The ship docks at Port Sultan Qaboos which is the biggest port in Muscat. From here the city centre is only a 15-minute walk away, or you can take the shuttle bus that will be provided by the cruise ship, which takes about the same amount of time once you have waited for people to get on and off. The walk into the town is along the sea wall, so it’s very pretty and this way you get to see little parts of the city that you wouldn’t see if you took the coach.
Before the ship had arrived in Oman, passengers on the cruise would come up to me and ask if it was safe, did they need to cover up and did they need to speak a little Arabic. Lots of questions, but the main one on peoples’ mind was about the safety aspect. I spent about 7 days in total in Muscat, and there wasn’t once when I felt unsafe. The locals are friendly and eager to help. All the locals I met spoke English because tourism is how they make their money.
Once you get dropped off at the bus station (or walk there), you will see lots of souvenir shops and right in front of you is the entrance to the undercover market. When I heard that there was a market, I pictured lots of table stalls but they are not stalls, they are air-conditioned shops. In this maze of little shops, you can find anything from spices, frankincense, jewellery, perfume, local dress, western clothing, bags, shoes, scarves, souvenirs. You name it, they have it! Walking through the market can be a little intimidating because of the shop owners trying to persuade you into their shop, but that’s the same in any country. Heck, even going to the market in Birmingham, England you have men shouting at you with their special offer. Remember, you can say No. I found some people are scared to say No because they didn’t want to offend anyone, but these guys are salesmen. Unless they are going to give you the item for free, the choice is yours.
Don’t be afraid to haggle. In fact, you have to, because these guys will set the starting price really high, so if you don’t want to get ripped off, then you’ve got to learn to drive them down. The rule I was told to go by is that you should only pay half the price of what they say the item is worth. So if you’re looking at a scarf and the salesman says its £10, you should go down to £2 with the aim of finishing at £5.
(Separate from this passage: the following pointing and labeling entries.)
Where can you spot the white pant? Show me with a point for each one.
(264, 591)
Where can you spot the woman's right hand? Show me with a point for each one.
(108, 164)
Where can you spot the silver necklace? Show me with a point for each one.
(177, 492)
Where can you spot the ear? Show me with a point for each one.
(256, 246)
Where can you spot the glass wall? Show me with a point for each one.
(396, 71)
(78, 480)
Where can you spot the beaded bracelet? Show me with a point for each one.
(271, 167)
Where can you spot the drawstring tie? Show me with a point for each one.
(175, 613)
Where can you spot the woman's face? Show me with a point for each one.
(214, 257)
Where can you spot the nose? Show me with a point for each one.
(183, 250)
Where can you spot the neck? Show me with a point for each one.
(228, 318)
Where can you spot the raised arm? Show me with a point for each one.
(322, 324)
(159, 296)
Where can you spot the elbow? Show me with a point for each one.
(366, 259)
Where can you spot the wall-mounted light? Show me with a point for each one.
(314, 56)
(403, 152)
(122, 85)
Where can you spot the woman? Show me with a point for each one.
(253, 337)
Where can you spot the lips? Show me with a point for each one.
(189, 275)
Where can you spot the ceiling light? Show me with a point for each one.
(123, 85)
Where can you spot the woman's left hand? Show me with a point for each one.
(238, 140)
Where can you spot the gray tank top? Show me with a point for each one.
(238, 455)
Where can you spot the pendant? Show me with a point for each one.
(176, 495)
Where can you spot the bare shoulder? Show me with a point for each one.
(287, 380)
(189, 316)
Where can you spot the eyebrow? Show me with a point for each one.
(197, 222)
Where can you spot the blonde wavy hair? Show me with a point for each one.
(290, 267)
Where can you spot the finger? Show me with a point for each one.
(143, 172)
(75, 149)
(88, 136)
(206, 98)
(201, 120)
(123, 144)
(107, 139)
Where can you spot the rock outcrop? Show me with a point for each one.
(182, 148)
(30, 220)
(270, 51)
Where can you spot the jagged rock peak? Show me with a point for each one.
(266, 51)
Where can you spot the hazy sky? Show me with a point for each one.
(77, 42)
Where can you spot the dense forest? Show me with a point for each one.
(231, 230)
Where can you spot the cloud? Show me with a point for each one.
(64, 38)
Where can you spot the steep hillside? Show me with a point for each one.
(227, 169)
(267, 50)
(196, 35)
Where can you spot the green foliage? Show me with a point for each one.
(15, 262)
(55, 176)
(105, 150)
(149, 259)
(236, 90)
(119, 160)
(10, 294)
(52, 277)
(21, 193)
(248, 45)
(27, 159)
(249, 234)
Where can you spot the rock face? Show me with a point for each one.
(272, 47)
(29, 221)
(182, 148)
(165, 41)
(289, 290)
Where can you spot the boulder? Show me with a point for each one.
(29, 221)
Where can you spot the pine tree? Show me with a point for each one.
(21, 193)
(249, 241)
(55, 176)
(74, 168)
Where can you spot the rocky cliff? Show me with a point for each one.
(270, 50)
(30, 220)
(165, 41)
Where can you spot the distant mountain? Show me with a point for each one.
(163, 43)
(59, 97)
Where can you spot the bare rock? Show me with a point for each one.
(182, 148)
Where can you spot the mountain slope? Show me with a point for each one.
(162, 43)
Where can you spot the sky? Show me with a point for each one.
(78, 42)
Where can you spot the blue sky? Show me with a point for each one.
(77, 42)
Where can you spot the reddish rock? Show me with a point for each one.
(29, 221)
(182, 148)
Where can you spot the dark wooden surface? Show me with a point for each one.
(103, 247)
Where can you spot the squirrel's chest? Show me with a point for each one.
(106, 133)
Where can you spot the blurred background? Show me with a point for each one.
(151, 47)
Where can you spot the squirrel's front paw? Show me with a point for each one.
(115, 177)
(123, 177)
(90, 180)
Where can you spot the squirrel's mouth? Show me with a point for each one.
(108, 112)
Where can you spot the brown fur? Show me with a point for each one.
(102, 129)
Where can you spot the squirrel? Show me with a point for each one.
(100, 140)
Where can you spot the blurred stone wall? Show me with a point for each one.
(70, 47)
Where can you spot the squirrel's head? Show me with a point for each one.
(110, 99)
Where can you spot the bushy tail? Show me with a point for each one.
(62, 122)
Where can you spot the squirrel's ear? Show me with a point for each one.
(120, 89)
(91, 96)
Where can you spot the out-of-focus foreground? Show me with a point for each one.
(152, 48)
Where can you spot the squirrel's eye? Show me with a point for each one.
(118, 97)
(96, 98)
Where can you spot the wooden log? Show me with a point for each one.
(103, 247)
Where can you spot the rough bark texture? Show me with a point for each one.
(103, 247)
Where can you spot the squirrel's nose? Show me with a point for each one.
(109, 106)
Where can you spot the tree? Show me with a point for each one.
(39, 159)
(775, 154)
The way you know if you have gone too low, is if they let you walk out of their shop. These guys will do all the can to make a sale, so if they’re letting you go, you went to low.
If you walk through the maze of markets and come to the back, it may look like there is nothing there so a lot of people turn around, but if you continue outside you will come across shops that are more aimed at the locals. Here you will be able to buy spices, fruit, veg for a fraction of the price.
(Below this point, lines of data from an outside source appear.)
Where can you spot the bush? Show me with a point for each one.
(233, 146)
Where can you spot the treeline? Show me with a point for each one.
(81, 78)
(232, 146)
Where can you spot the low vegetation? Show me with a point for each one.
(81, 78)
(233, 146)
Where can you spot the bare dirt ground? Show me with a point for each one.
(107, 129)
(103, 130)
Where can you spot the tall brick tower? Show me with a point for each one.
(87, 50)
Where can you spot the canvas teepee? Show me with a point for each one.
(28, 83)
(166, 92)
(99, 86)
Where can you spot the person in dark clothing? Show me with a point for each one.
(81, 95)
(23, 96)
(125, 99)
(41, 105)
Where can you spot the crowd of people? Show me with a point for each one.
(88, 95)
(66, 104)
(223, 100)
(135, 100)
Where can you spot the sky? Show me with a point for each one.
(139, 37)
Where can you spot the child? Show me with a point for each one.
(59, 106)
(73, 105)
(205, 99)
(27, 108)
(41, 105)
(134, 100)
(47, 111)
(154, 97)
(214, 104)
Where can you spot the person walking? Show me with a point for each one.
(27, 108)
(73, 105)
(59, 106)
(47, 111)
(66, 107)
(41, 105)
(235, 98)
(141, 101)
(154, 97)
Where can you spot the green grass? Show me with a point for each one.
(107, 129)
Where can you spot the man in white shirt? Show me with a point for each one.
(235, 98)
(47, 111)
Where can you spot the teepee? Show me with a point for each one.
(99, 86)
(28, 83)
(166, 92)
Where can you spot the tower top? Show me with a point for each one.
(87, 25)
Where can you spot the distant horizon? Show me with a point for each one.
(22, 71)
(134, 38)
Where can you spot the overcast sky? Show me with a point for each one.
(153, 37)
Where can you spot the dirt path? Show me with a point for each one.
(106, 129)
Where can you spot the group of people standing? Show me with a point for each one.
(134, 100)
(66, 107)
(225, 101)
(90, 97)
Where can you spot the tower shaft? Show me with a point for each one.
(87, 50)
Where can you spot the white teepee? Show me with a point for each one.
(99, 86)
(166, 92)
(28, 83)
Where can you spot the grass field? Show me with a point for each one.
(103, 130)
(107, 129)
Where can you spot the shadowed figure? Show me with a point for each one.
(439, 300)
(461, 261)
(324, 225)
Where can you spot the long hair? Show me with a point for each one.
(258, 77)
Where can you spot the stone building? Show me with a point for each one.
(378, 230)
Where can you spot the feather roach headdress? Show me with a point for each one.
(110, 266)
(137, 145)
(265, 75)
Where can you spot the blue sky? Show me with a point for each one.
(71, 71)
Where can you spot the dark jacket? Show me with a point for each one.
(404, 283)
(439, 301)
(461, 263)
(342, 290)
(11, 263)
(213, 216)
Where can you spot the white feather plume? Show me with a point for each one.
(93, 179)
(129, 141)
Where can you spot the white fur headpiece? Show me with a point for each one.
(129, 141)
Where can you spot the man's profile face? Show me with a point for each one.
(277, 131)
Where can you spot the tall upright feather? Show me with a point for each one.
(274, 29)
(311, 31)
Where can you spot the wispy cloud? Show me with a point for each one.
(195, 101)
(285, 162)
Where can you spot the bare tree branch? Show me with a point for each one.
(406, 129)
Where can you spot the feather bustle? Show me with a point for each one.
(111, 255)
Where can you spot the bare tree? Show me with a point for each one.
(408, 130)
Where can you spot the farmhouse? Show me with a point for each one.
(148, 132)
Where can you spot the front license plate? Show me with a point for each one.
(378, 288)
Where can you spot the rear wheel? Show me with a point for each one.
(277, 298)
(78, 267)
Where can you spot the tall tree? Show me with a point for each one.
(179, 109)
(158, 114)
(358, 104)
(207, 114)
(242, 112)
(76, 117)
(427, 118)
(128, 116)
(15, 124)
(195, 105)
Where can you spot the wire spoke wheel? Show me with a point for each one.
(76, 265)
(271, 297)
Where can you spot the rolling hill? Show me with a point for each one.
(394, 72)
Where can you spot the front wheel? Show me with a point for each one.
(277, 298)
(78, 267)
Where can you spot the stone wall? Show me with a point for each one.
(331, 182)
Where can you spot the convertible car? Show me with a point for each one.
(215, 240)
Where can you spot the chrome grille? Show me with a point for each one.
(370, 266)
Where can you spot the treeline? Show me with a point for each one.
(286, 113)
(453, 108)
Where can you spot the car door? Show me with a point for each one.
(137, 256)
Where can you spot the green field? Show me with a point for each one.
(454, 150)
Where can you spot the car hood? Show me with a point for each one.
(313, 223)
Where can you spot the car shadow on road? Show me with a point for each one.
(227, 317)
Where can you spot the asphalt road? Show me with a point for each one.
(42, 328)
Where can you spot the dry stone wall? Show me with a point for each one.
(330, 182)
I found the people in these shops didn’t speak English, and if they did it was very broken, but I don’t speak any Arabic so who am I to comment. Just so you know.
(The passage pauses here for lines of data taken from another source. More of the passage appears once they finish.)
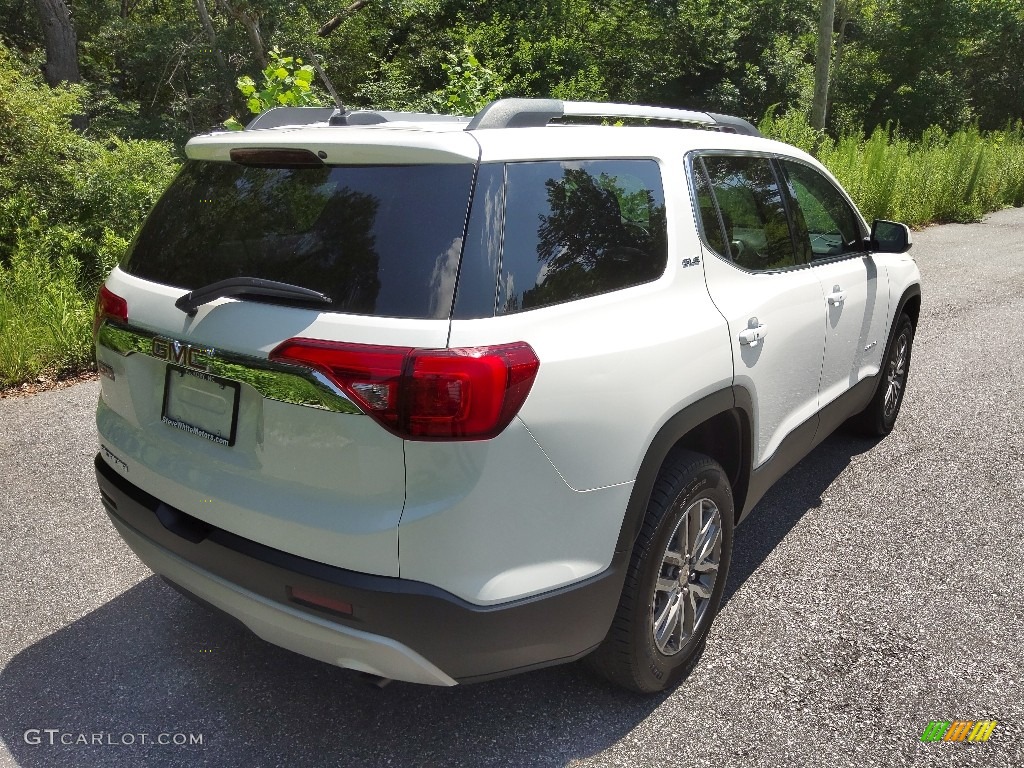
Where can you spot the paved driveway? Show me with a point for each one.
(876, 588)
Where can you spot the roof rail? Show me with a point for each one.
(534, 113)
(278, 117)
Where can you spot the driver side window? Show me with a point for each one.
(754, 222)
(829, 224)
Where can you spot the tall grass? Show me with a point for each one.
(938, 177)
(45, 318)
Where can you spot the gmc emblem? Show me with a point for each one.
(181, 354)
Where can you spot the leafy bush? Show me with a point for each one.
(69, 206)
(940, 177)
(287, 82)
(45, 318)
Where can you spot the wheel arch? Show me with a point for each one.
(719, 425)
(909, 302)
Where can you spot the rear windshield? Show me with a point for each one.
(378, 240)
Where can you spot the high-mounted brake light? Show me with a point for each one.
(109, 306)
(269, 157)
(468, 393)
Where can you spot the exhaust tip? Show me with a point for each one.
(374, 680)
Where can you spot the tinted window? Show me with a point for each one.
(757, 227)
(475, 295)
(711, 222)
(829, 223)
(580, 228)
(383, 240)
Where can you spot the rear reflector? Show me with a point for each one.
(109, 306)
(312, 600)
(468, 393)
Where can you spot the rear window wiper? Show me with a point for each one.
(193, 300)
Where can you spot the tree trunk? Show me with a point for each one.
(61, 42)
(821, 65)
(251, 26)
(223, 87)
(333, 24)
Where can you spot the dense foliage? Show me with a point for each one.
(924, 119)
(155, 72)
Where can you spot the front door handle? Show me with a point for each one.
(753, 335)
(837, 297)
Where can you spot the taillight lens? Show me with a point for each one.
(468, 393)
(109, 305)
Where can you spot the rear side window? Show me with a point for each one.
(580, 228)
(378, 240)
(753, 214)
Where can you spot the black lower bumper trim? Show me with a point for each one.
(468, 642)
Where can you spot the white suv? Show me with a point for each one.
(442, 399)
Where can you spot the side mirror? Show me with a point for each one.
(890, 237)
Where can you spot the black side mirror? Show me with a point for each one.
(890, 237)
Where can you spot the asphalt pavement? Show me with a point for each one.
(878, 587)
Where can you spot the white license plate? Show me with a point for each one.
(201, 404)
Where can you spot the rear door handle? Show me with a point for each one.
(753, 335)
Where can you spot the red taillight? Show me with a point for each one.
(468, 393)
(109, 305)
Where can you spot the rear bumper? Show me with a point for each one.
(398, 629)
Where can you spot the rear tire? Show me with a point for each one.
(676, 578)
(880, 416)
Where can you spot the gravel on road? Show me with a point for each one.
(878, 587)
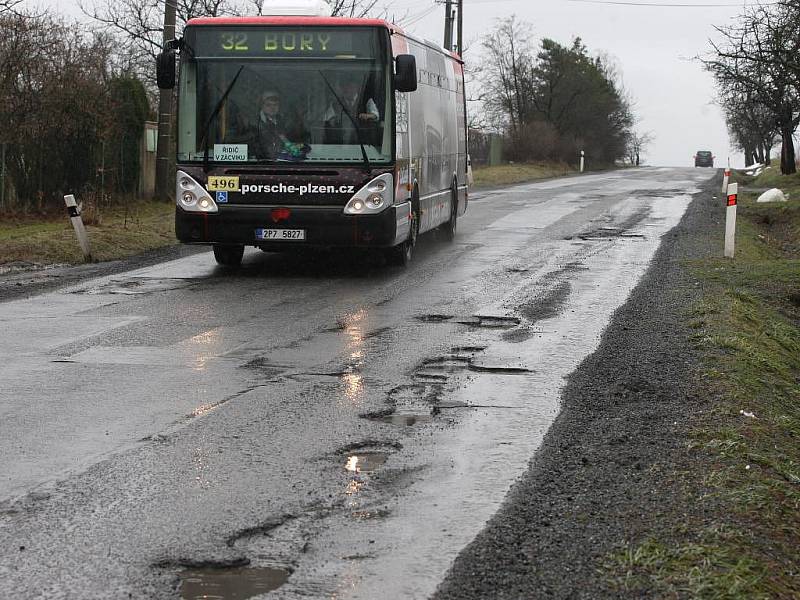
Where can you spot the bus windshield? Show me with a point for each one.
(264, 95)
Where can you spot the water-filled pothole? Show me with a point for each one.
(433, 318)
(490, 321)
(365, 462)
(230, 584)
(404, 419)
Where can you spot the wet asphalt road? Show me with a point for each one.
(326, 416)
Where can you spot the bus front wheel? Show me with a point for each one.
(449, 228)
(228, 255)
(401, 254)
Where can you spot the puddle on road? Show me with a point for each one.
(230, 584)
(403, 419)
(433, 318)
(137, 285)
(365, 462)
(492, 322)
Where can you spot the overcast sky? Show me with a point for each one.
(652, 45)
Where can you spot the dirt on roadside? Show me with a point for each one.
(616, 467)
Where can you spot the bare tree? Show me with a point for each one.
(53, 102)
(505, 70)
(759, 58)
(9, 5)
(637, 142)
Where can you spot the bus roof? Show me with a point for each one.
(311, 21)
(304, 21)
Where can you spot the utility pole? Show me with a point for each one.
(164, 190)
(448, 25)
(461, 28)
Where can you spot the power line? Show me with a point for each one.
(644, 4)
(666, 5)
After doing a bit of shopping, you might find yourself hungry, and I hope you do because then you can go to the best restaurant in Muscat (in my opinion). Al Rafee Restaurant is a local treasure that I just happened to stumble upon. If you are facing the main entrance to the market, turn right and walk straight for about 2 minutes. The sign is on the second story, and you have to go up a dark staircase to get in. Every time I went there, the small group of people I was with were the only tourists there, but it was full of local people. They serve local cuisine as well as pizza, chips, burgers etc. But be sure to try the traditional dishes. I took someone there who doesn’t like middle eastern style food at all, but I persuaded him to try it, and he is a convert now. Every time I visited Muscat I always ate at the same place because of three reasons. The food is delicious, the wifi is wonderful, and it is so affordable. For a bottle of water, a chana masala (best I’ve ever had), nan bread and dal it was £2.50. Back home I pay that just for the bottle of water.
If you’re not going to do an excursion in Muscat and the day I have described above sounds like it will be similar to yours, then it really doesn’t matter what you wear. The locals understand that we are tourists and we don’t necessarily believe what they believe, so they will not expect you to wear an Abaya and a Burka. As long as you aren’t out in a mini skirt and a boob tube, you’ll be fine. Even if you did wear that I doubt anyone would say anything, but you would just attract a lot of eyeballs.
On the other hand, if you are planning to visit any of the Mosques or religious areas, then yes, you will have to cover up, but every Mosque I have been to, they have always provided me with a head covering. You just need to wear trousers or a long skirt/dress and have your shoulders covered.
Don’t worry too much about what you wear, it’s really not as strict as people make it out to be. It’s a lovely place, and whatever you do here, you will have a great time.